Here I am again, blogging about another favorite album. I'm in limbo right now waiting to head home tomorrow morning, whilst sitting around cloudy Savannah with basically nothing left to do. I've had it with my boyfriend for a little while (and by boyfriend, I mean Savannah. Not an actual person) and need a break. This little vacation is much needed. I'll be heading to NJ for almost two weeks, with a three day get-away to Burlington, VT in between. So since I have some spare time on my hands, I am here again bringing you another post about a favorite album.

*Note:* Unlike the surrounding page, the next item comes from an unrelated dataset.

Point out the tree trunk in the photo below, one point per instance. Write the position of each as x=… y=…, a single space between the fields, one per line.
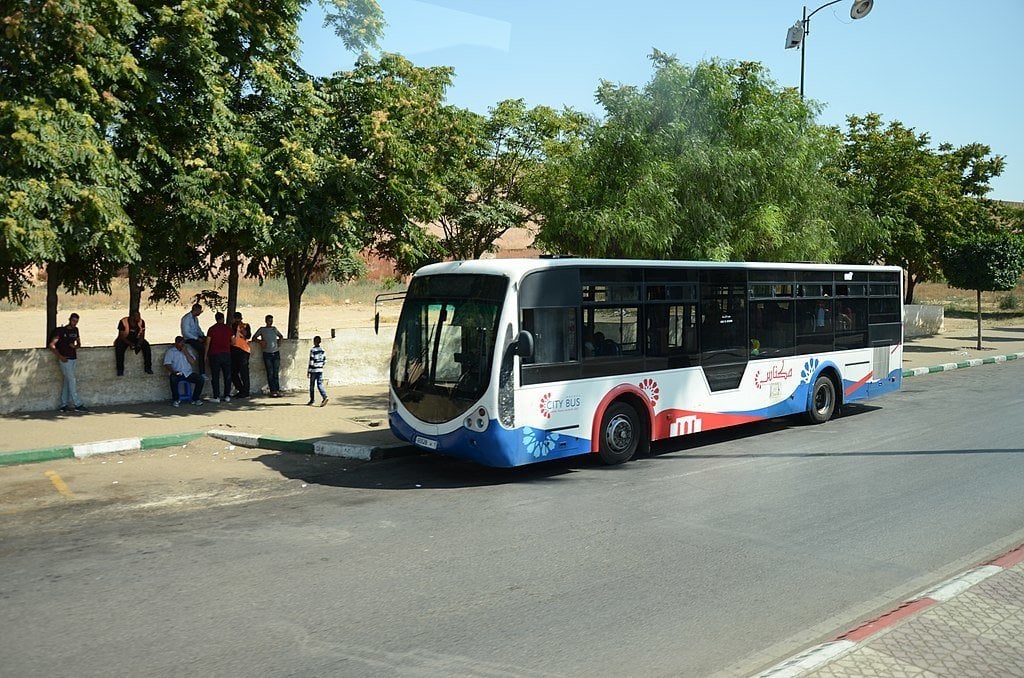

The Pixies are just one of those bands that I can listen to constantly and always receive the same feelings over and over again when I hear them. They act like a time machine for me, bringing me back to different times in my life over the past five years. I started listening to the Pixies when I was a junior in high school which was one of the greatest years of my life. I'm not sure why, and I'm sure it wasn't as perfect as I remember it, but it's one of those years that remain golden in my head. Untouched and safe. After the age of 11, I have very few full years in my life that I can put in that category. I think that goes for everyone though since when you turn eleven or twelve, that's when shit starts to get real. You're not a little kid anymore with hearts and sparkles dancing around in your head 24/7. There is a switch that turns on, and that switch is called "Hello Person, Welcome to the Real World".
So, that's when the Pixies entered my life, along with most of the other bands I consider my favorites. It was a big music year for me, I suppose. It's when I discovered alternative bands from the late 80's, early 90's. I had always listened to bands like Brand New, Rilo Kiley, Bright Eyes, Le Tigre and Cursive mixed in with older stuff like Bob Dylan, Jimi Hendrix, Bob Marley & Janis Joplin. I never gave the 90's a chance, so that summer is when my music taste started to really develop. This is when I started loving, what I like to call it, "Cool Uncle Music".

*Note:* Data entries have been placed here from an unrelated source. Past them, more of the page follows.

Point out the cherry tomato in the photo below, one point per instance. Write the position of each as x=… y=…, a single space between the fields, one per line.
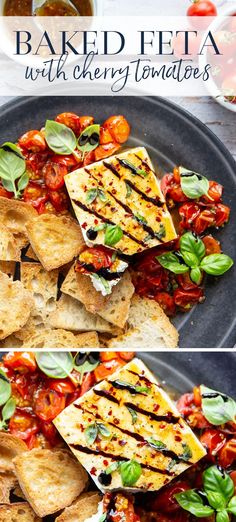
x=213 y=440
x=59 y=200
x=118 y=127
x=104 y=151
x=71 y=120
x=185 y=299
x=87 y=383
x=202 y=8
x=221 y=215
x=23 y=424
x=212 y=245
x=166 y=301
x=48 y=404
x=185 y=404
x=165 y=500
x=85 y=121
x=107 y=368
x=20 y=361
x=54 y=175
x=33 y=141
x=5 y=194
x=61 y=386
x=35 y=194
x=99 y=257
x=227 y=455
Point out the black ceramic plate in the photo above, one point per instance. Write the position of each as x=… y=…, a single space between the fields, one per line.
x=172 y=136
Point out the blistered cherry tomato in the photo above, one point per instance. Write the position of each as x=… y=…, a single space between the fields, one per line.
x=118 y=127
x=48 y=404
x=20 y=361
x=54 y=175
x=71 y=120
x=33 y=141
x=23 y=424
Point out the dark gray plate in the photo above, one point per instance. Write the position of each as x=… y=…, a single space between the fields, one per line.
x=172 y=136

Everyone has or knows that Cool Uncle. He was awesome in the late 80's and early 90's. He never married because "he doesn't believe in monogamy" (but is far too neurotic to get a wife, anyway). He remains cool even into his 40's and 50's. Still kind of pretentious, has a hip foreign girlfriend who plays guitar and follows a vegan diet. He likes to talk about seeing Sonic Youth's early shows and swears he asked Kim Gordon out one time in Providence in 1987 or something. He smokes the same cigarettes & drinks the same beer as he did when he was 22. Most importantly though, he tells all his awkward nieces and nephews about bands like Husker Du, Dinosaur Jr., Superchunk and of course the Pixies. You know him, or you've heard of him. He's the Cool Uncle. If I have style icons, I could definitely have a music icon and my music icon is the Cool Uncle figure. He's more of an idea or a dream than an actual physical person. But you know he exists somewhere. Or everywhere.
While I never had that type of uncle, I always knew he was out there somewhere. People I knew had those uncles, and I learned from their taste. So that summer I was introduced to bands like Pavement, Dinosaur Jr., The Replacements, Superdrag, Radiohead, Nada Surf & the Pixies. I distinctly remember listening to the album Doolittle all the time and falling in love with each and every song. It was different than everything that I was listening to previously.

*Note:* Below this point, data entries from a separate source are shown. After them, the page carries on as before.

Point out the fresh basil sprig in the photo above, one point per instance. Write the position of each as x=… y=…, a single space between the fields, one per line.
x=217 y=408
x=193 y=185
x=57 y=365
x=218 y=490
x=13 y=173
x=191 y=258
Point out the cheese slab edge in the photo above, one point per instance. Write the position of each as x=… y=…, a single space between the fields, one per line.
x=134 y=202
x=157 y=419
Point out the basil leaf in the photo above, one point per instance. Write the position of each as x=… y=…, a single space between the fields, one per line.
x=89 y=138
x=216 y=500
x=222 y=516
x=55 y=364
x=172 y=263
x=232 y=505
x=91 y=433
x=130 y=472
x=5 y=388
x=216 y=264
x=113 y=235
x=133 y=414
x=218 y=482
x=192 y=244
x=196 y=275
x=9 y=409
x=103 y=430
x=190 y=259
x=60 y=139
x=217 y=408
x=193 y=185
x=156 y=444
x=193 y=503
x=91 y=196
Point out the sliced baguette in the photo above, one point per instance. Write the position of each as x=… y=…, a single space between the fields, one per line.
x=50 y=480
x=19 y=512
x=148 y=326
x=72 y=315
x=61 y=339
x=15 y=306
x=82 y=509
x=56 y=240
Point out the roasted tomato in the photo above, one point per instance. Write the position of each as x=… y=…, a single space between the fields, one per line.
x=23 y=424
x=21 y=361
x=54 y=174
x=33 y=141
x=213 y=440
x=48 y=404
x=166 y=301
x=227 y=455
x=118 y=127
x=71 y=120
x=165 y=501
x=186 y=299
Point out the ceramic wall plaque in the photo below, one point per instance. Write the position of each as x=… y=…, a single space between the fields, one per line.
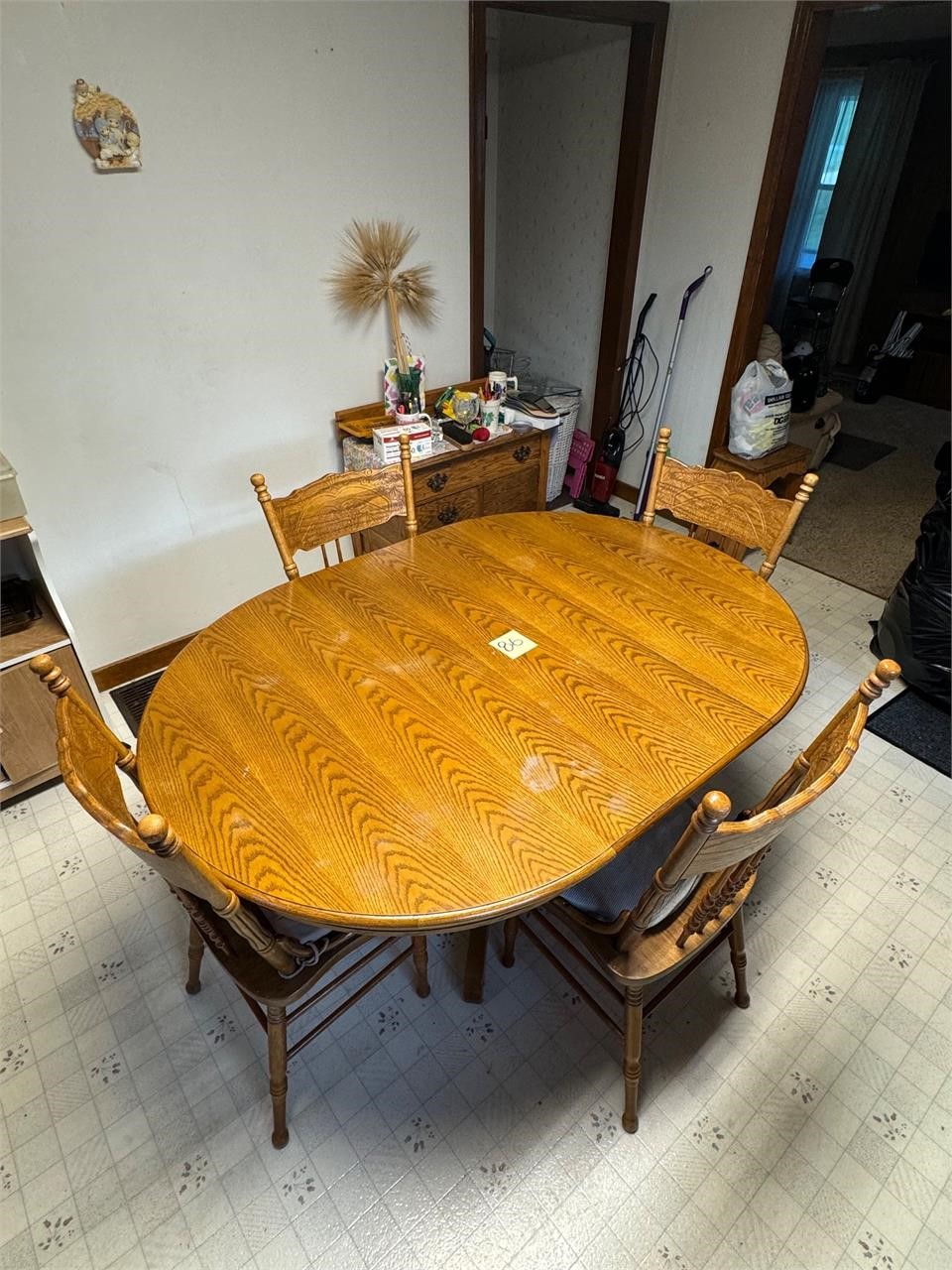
x=107 y=128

That summer was the first summer all my friends & i had our licenses so there was a lot of driving around and getting drunk in parking lots behind our school. I have a specific memory (i don't know why i'm stating it like it happened 20 years ago, it was only like 5 or 6 years ago) being in the parking lot behind my school with my friend in her car screaming the lyrics to "Monkey Gone to Heaven" while drinking Fuze fruit juice with vodka. I was totally inexperienced when it came to drinking and that was the first night I ever got wasted sick. It was embarrassing to say the least. I remember everything from that night though strangely, even the Free People dress I was wearing and every single person that was there with me. But like many nights, it was started by singing (more like screaming) and listening to the Pixies.
I'll always listen to Doolittle and it will remind me of those nights. It was before everything changed. Senior year was awful. I acted out, everyone acted out, we all fell apart. I fell apart. I lost something that I had constant in my life for most of high school and I was totally depressed. Blah, blah who cares, blah, blah. Everyone has that angsty & sad year from their youth and that was mine. I didn't know what to do with myself for many reasons. Looking back, I don't find that abnormal. That's just something that happens to everyone and sometimes you act out in a not perfect manner when you're too young to know the right thing to do. I finally know what to do with myself, but that too will change. Everything does. It's okay, though.
This summer I rediscovered the Pixies. They were always playing on shuffle on my itunes or on different mix CDs through the years but I never paid the same attention to them as when I was first falling in love with them until now. It's like a re-launched love affair. I'm hearing different things in their songs and appreciating them with more mature ears. I'm no longer screaming their lyrics while irresponsibly drinking in Red Bank, NJ but I'm enjoying them with a totally clear & nostalgic brain.